問い直す時期。
半年ほど前、「みんなの学校」というドキュメンタリー映画を観ました。
大阪市住吉区の公立小学校である大空小学校に通う子どもたちや教職員の日常を映画にしたもので、我が子が小学校でもらってきたチラシを見てぜひ見てみたいと一人で観に行ってきました。
子ども達も誘いましたが「家でゲームしていたい」とのことで、思わぬひとり時間を過ごせました。
上映会が午前中、午後は大空小学校の当時の校長である木村泰子さんの講演会。
上映会でほろりと泣くシーンがあり、やっぱりそれは我が子と重なる部分もあったりしたので、講演会も楽しみでした。
木村泰子さんはとても気さくな雰囲気で、演台を使わず客席に降りて同じ目線で話していただき、まるで自分たちが映画の中の子ども達のように授業を受けているようでした。
とはいえ、映画の中の子ども達が大人しく授業を受けているシーンは数えるくらいしかなかったのですが。。。
映画の内容としては何らかの理由で「普通の」小学校へ通えなくなってしまった子と先生たちとのやり取りが多く、また、その先生を育てるベテラン教師へのインタビューなどもあり、気付かされることも多くありました。
講演会の終盤に知った、とある市長の「不登校の責任は家庭にある」という発言。
私はとても違和感を感じ、当時よく聴いていた音声配信SNSでこのことについてコメントしました。
「不登校の原因は家庭ではなく学校にあると思います」と。
私は、子ども達はとても敏感な感覚の生き物で、大人のそれとは比べ物にならないと思っています。
私達大人は元々持っていたその感覚を色々な経験を通して鈍らせていったのではないか、と。
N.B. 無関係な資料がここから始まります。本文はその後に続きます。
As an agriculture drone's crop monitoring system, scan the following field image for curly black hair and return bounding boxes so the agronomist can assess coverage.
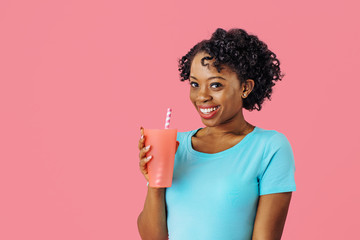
[178,28,284,111]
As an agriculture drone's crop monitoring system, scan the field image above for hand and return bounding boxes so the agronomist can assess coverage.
[138,126,179,183]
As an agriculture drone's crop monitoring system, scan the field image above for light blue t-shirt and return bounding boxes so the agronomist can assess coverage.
[165,126,296,240]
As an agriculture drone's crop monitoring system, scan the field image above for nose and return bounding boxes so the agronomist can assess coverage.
[196,86,212,102]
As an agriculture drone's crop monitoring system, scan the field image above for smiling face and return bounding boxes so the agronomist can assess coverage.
[189,51,245,127]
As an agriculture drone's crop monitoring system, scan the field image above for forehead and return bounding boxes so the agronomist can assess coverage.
[190,52,233,76]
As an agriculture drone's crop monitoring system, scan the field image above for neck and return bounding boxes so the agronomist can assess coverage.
[203,110,254,137]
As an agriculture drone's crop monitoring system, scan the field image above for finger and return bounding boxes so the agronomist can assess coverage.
[139,155,152,169]
[175,141,179,152]
[138,127,145,150]
[138,134,145,150]
[139,145,151,159]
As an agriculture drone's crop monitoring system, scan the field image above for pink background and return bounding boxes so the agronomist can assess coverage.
[0,0,359,239]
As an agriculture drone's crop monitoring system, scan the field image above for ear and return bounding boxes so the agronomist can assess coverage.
[242,79,255,95]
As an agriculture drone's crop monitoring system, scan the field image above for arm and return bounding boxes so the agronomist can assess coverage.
[252,192,292,240]
[137,127,174,240]
[137,127,179,240]
[137,187,168,240]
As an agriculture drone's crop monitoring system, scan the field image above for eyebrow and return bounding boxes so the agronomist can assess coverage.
[190,76,227,81]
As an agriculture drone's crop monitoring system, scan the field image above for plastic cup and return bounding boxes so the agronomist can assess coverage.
[144,128,177,188]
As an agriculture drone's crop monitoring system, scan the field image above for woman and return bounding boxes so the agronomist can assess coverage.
[137,28,296,240]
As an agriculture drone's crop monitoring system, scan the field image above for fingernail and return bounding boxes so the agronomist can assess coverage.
[141,135,144,139]
[146,155,152,161]
[145,145,150,150]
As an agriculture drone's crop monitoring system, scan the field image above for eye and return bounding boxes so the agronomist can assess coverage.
[190,81,198,88]
[210,82,222,89]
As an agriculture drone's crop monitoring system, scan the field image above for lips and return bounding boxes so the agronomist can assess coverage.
[197,105,219,108]
[197,105,220,119]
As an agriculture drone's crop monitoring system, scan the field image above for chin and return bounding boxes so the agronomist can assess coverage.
[201,119,218,127]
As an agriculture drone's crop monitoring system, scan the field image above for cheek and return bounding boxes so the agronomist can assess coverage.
[222,92,242,107]
[214,92,229,102]
[226,89,242,100]
[189,90,196,101]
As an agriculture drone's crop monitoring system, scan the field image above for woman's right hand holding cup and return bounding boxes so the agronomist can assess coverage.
[138,126,152,182]
[138,126,180,183]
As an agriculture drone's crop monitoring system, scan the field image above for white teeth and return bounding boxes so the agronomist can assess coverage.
[200,106,219,114]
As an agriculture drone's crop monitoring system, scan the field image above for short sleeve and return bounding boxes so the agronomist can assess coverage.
[258,132,296,195]
[176,131,186,146]
[174,131,188,161]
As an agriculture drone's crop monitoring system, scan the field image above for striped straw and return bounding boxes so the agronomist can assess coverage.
[164,108,172,129]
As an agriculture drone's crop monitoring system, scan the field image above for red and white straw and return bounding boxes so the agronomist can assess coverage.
[164,108,172,129]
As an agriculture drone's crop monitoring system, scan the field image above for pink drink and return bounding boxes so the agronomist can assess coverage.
[144,128,177,188]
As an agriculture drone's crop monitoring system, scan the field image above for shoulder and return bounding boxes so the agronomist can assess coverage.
[254,127,293,152]
[176,128,201,142]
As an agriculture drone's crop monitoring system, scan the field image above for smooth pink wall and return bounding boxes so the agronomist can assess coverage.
[0,0,359,239]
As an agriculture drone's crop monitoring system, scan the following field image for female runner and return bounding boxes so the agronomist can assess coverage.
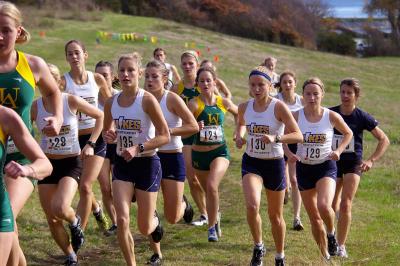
[61,40,112,231]
[235,66,302,266]
[288,78,352,259]
[330,78,389,258]
[0,2,62,264]
[95,60,119,235]
[103,53,170,266]
[145,60,199,265]
[0,105,52,266]
[276,71,305,230]
[171,51,207,226]
[188,66,238,242]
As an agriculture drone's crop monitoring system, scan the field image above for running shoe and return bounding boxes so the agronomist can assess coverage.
[327,234,338,256]
[147,253,162,266]
[292,218,304,231]
[93,203,110,232]
[151,210,164,243]
[104,224,117,236]
[208,226,218,242]
[69,215,85,253]
[182,195,194,223]
[215,211,222,238]
[275,257,285,266]
[192,214,208,226]
[338,245,348,258]
[250,245,266,266]
[64,256,78,266]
その子ども達の「なんか嫌」は言葉にはできないけれどとにかく感じる違和感や理不尽さ、自分を対等に見られていない感覚など、そういったものじゃないかな、と思っています。
不登校の原因にもなっているのではないでしょうか。
その一つがコロナ流行で浮き彫りになった学校での子ども達へのマスク強要です。
給食時ならまだしも、体育の授業中にまでマスクする必要はあったのでしょうか。
成長著しい子どもの脳は大人のそれ以上にたくさんの酸素が必要です。
それをマスクというペラペラの紙や布切れで取り込めなくしました。
そういった先般からの疑問も相まってSNSでのコメントになったのですが、そのチャンネル主の方は「学校に原因はないですね」と言いました。
実はその方は元学校関係者だったのです。
確かに、学校は教育委員会、そしてその上である市や県、トップは文部科学省からの通達によって動く機関です。
一教師が「こうしたい。これはおかしい」と改革しようとしても校長の言うことが絶対、教育委員会の通達が絶対というようなシステムなのはわかります。
ただ、私が言いたかったのは木村泰子さんがおっしゃった「今、学校のあり方を問い直すとき」ということです。
お上からの言いなりで動く学校、先生を続けるのではなく、おかしなことをおかしいと発信、話し合い、子ども達のために動いてほしいと、どの保護者も思っていると思います。
「学校のルールだからマスクをしなきゃいけない」の一点張りで押し付けられた数年間、立場の弱い子ども達がどんな思いで過ごしてきたか、自由や子ども達の人権はそこになかったのです。
当時、そう言っていた関係者の方たちに問いたい。
マスクで感染を防げたのでしょうか。
マスクの網目とウィルス(これも未だに存在を確認できていない)の大きさの比較を、これだけネットツールがある中で一度も見たことはないのでしょうか。
見て見ぬふりをした大人、教師がたくさんいたのではないでしょうか。
社会の問題に向き合い、不安になることもありますが、問題には声を上げなければいけない、そう思います。
当時「問題にばかり目を向けていると全てのものが問題に見えてきます」と、そのSNSチャンネルの方は発信していましたが、問題であることから目を背け続けた結果が今の社会です。
そしてその社会でこれからも生きていくのは子ども達です。
自分のことなのに目を背け続けた大人が作り上げてしまった歪んだ日本の社会、その責任は私達にあります。
もしかするとこの記事を学校関係者の方も読まれていると思いますが、不快な思いをされたかもしれません。
ですが、事実です。
学校のあり方を見つめ直し、問い直す時期ではないでしょうか。